Consistent Answers of Conjunctive Queries on Graphs

TL;DR

This paper investigates the computational complexity of obtaining consistent answers for Boolean conjunctive queries on directed graphs with a single binary relation, revealing a dichotomy between first-order expressibility and polynomial-time solvability.

Contribution

It extends prior work by analyzing conjunctive queries involving a single binary relation, establishing a clear complexity dichotomy for consistent answer computation.

Findings

Either the problem is first-order expressible or polynomial-time solvable.

Provides a complete classification for queries on directed graphs with a single binary relation.
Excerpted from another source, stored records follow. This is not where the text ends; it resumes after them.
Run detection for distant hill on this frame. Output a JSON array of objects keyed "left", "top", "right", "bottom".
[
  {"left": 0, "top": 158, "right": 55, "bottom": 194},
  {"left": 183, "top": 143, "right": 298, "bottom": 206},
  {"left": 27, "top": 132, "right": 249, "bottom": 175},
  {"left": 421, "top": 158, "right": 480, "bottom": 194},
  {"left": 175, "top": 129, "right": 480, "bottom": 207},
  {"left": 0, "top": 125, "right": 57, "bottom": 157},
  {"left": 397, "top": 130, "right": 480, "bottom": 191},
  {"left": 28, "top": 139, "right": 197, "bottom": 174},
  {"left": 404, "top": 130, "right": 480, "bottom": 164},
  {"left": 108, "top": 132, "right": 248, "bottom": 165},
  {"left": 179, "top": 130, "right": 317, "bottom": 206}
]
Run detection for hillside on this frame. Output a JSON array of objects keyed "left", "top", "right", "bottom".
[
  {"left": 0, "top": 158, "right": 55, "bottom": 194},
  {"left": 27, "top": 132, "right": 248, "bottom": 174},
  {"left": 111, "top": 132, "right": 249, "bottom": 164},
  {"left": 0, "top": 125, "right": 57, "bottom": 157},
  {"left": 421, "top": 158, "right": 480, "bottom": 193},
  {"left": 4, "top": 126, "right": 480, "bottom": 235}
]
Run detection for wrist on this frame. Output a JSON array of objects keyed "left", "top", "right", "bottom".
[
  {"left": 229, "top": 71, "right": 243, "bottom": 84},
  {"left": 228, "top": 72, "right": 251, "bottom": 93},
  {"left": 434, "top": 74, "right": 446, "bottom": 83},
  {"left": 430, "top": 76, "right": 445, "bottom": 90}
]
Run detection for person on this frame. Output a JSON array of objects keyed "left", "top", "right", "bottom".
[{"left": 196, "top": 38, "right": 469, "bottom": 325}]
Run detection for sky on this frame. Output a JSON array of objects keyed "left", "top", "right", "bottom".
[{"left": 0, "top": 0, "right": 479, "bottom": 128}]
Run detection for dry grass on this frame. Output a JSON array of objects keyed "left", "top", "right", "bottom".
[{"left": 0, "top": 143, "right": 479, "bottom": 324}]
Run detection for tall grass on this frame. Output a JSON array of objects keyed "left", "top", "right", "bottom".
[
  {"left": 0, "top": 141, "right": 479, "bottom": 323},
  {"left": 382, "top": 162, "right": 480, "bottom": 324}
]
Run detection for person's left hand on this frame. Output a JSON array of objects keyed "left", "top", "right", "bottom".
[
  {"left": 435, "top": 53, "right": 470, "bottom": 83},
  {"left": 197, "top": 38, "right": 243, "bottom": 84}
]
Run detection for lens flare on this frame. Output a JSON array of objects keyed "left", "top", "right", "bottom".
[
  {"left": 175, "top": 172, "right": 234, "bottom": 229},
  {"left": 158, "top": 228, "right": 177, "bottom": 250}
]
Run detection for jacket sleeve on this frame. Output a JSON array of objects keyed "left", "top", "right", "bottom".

Advances understanding of query answering under key constraints in graph databases.

Abstract

During the past decade, there has been an extensive investigation of the computational complexity of the consistent answers of Boolean conjunctive queries under primary key constraints. Much of this investigation has focused on self-join-free Boolean conjunctive queries. In this paper, we study the consistent answers of Boolean conjunctive queries involving a single binary relation, i.e., we consider arbitrary Boolean conjunctive queries on directed graphs. In the presence of a single key constraint, we show that for each such Boolean conjunctive query, either the problem of computing its consistent answers is expressible in first-order logic, or it is polynomial-time solvable, but not expressible in first-order logic.